Tesla Motors calls the Model S a driver’s car. And it’s thousands of owners would agree.

So, imagine the social media ripple CEO Elon Musk started Tuesday when he imagined—out loud to a packed hall at Nvidia’s graphical processor unit conference in San Jose—that a day might come when we’d all just be passengers.

In the distant future, autonomous or self-driving vehicles will be so safe that people might outlaw driven cars because they’re too dangerous, Musk theorized during a question-and-answer session with Nvidia CEO Jen-Hsun Huang.

“You can’t have a person driving a two-ton death machine,” Musk said.

A few hours later, Musk took to Twitter to calm the masses.

To be clear, Tesla is strongly in favor of people being allowed to drive their cars and always will be. Hopefully, that is obvious.

But, then again, you can never be too sure.

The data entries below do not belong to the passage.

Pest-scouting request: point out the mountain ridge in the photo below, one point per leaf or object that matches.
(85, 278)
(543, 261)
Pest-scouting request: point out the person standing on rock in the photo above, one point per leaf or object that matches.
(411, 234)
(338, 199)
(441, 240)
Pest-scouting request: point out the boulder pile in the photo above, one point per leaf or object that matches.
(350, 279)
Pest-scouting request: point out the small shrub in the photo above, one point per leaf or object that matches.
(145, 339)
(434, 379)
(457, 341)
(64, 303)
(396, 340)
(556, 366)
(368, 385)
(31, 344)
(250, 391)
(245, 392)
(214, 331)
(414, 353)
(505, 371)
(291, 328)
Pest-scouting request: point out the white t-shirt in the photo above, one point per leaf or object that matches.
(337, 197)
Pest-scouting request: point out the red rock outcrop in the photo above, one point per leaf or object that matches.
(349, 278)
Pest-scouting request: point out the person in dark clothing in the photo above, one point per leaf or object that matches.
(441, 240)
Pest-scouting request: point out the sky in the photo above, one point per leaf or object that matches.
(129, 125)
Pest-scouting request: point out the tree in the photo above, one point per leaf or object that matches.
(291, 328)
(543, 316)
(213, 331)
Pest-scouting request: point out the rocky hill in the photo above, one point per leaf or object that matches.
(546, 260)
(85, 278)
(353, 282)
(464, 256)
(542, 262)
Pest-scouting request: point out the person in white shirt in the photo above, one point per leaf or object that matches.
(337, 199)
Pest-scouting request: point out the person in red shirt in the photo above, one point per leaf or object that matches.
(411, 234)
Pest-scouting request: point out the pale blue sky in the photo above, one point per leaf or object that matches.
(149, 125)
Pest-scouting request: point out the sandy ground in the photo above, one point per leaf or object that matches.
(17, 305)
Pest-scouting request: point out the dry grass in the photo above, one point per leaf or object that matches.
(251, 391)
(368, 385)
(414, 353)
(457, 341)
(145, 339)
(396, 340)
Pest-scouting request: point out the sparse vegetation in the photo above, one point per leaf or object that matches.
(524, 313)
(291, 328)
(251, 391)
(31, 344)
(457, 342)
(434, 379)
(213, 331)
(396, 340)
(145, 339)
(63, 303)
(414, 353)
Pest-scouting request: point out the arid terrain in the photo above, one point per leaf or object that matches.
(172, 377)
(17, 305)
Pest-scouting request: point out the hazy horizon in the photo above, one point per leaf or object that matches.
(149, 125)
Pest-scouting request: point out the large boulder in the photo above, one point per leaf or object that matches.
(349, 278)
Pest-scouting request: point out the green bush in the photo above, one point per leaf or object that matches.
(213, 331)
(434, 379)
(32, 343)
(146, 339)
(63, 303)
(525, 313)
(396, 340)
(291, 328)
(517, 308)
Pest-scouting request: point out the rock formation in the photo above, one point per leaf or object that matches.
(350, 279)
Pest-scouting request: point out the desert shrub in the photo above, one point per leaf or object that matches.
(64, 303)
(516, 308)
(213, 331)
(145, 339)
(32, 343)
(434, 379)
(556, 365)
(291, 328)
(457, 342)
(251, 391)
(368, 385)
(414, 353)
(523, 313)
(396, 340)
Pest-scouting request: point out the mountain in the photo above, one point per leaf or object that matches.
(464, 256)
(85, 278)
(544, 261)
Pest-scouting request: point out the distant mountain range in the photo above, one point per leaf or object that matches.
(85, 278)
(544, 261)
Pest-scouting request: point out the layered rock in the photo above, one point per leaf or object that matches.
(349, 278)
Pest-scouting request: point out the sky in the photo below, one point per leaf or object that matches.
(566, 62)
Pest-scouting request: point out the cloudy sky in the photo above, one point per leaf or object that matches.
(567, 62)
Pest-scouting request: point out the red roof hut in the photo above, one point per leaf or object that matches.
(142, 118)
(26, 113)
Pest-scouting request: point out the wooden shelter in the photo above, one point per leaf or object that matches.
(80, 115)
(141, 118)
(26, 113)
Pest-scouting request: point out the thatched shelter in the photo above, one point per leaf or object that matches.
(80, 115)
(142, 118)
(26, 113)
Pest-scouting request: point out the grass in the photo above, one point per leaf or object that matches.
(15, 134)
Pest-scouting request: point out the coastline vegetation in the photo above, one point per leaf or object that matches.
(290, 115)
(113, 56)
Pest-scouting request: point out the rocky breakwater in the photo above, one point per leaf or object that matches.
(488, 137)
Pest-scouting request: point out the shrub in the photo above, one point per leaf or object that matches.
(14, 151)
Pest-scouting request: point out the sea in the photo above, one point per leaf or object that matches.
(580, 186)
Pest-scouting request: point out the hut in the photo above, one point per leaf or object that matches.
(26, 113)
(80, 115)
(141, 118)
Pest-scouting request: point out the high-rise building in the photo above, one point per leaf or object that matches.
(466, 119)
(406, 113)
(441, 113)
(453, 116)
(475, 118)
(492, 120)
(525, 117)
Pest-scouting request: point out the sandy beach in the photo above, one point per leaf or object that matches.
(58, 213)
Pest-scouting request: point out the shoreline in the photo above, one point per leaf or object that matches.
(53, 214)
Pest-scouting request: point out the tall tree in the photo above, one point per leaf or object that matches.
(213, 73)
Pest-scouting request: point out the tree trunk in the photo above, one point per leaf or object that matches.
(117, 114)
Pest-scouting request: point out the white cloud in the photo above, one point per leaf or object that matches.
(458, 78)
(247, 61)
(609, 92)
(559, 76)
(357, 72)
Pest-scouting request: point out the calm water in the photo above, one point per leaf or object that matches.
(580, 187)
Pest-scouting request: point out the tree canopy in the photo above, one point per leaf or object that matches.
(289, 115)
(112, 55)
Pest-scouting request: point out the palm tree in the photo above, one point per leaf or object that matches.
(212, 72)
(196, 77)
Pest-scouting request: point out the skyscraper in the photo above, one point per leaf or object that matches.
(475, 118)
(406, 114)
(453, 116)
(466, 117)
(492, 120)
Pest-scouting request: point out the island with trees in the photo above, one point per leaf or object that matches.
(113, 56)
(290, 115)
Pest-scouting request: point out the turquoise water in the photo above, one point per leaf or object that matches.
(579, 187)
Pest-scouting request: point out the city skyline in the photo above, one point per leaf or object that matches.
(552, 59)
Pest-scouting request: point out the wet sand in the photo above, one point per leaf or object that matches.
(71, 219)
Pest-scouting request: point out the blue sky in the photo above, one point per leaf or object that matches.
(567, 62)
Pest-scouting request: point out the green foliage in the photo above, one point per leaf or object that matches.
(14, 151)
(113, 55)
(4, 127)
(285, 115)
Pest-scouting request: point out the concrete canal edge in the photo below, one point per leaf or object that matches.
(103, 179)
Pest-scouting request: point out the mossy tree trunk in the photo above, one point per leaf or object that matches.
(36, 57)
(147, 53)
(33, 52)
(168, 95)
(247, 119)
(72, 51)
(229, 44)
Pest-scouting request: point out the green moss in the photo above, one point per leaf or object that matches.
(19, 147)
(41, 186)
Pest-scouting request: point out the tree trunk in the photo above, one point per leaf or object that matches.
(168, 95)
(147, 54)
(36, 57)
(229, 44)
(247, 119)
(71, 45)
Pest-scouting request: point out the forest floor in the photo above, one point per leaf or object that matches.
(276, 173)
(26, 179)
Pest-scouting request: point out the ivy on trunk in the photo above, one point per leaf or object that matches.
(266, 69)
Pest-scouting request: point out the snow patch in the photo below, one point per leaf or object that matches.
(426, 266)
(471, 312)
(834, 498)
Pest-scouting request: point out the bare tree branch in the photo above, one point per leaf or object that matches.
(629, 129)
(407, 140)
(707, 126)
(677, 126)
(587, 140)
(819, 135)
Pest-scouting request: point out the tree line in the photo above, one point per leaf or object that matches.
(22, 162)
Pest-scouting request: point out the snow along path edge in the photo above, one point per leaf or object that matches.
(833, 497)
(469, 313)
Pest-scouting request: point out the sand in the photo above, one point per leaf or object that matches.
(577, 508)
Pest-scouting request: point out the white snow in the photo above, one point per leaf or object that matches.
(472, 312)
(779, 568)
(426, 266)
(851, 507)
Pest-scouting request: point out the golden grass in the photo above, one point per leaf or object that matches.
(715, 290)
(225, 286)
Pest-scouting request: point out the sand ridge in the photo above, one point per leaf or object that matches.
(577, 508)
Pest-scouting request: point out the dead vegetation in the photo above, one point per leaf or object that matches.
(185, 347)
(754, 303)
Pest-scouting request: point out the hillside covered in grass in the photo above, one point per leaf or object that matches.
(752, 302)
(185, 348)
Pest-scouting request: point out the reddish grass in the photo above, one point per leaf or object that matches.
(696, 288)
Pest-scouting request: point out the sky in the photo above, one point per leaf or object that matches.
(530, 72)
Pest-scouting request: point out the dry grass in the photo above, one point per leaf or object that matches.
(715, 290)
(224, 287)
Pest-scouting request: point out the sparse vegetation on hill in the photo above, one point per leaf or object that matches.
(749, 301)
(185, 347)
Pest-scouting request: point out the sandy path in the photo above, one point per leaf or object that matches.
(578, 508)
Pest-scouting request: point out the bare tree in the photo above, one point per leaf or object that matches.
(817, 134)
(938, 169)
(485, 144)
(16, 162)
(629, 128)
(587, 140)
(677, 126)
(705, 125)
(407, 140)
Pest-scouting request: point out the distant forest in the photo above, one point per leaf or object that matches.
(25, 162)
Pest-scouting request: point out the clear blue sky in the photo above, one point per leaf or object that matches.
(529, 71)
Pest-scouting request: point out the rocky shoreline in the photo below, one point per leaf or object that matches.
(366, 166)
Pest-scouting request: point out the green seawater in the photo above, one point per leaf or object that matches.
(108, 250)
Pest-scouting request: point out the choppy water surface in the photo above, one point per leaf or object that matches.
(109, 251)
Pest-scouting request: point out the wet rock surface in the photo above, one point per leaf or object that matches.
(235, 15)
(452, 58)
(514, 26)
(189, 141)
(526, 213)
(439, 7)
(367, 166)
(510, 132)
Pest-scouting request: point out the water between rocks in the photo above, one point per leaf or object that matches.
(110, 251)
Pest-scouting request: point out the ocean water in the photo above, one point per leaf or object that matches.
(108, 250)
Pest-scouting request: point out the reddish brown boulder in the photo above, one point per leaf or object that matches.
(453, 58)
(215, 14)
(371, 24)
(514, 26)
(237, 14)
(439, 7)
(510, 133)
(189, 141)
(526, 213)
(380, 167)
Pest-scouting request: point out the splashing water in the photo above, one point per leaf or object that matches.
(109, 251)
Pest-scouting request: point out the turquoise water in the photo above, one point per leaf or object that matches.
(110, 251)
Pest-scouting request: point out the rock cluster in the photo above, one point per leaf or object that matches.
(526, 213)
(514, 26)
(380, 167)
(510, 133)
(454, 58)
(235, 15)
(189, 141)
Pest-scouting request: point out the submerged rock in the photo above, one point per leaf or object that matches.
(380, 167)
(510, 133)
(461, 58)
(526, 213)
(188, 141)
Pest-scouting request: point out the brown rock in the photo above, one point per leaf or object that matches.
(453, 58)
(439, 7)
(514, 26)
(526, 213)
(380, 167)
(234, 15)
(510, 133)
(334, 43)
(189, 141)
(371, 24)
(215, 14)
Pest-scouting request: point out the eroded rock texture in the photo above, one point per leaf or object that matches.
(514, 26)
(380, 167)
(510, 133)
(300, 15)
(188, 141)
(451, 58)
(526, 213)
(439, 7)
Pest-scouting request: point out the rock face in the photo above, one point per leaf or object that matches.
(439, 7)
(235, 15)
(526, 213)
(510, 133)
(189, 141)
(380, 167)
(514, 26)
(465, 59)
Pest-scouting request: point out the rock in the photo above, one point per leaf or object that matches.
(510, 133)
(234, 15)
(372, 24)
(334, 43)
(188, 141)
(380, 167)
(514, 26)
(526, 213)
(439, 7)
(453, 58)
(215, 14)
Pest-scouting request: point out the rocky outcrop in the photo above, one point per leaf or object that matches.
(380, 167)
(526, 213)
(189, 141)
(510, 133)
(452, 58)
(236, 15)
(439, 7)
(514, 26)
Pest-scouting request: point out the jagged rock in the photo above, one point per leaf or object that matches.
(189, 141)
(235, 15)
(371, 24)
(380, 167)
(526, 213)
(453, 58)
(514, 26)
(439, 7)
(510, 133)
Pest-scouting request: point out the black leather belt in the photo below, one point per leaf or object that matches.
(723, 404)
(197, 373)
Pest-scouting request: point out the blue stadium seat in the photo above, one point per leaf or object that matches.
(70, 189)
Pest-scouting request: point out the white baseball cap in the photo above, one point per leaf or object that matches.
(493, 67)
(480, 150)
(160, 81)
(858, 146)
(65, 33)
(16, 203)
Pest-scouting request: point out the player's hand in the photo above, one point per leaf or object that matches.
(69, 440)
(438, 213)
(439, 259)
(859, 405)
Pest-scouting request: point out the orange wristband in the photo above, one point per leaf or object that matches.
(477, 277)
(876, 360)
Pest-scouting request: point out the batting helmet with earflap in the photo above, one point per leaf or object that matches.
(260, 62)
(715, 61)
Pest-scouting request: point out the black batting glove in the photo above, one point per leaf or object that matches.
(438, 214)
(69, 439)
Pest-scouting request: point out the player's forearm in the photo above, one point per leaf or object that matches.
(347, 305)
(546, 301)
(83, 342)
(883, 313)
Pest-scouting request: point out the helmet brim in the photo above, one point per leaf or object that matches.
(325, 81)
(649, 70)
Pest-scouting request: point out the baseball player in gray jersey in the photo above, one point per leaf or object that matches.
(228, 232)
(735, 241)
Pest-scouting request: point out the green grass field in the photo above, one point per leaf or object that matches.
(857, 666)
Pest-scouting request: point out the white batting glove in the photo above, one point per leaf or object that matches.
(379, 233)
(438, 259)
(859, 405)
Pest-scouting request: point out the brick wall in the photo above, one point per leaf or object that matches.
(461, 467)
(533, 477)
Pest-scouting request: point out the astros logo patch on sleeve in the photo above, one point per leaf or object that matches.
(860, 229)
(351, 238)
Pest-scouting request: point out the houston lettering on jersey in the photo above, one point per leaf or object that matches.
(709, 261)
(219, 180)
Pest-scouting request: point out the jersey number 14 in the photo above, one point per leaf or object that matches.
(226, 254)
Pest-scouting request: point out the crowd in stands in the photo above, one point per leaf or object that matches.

A few minutes later, Musk circled back to the comments he made at the GPU conference.

Twitter 2

And while Musk described autonomous vehicles as a “solved problem,” the days of sitting passively in a car as it negotiates the daily commute from neighborhood streets to freeway and eventually a parking garage are still years away.

As Musk put it during the q&a session, there will be “legacy cars on the road for some time.”

Musk’s comments don’t seem so far-fetched walking around the exhibit hall of Nvidia’s GPU conference, where automakers such as Audi are showing off their latest self-driving features.

Two new Nvidia products could help accelerate the shift to autonomous vehicles. The Titan X, the company’s new flagship for GeForce gaming GPU that was unveiled Tuesday, is uniquely suited for training deep learning networks, according to Nvidia. The company also announced adjoining software, called the DIGITS Deep Learning GPU Training System, to help users build deep neural networks to train computers to teach themselves how to classify and recognize objects.

Nvidia also announced that its self-driving car platform called DrivePX, which was first unveiled at CES in January, will be available in May for $10,000. The DrivePX is designed to bring the power of deep neural networks into real-world cars. Audi has publicly said it will use the DrivePX.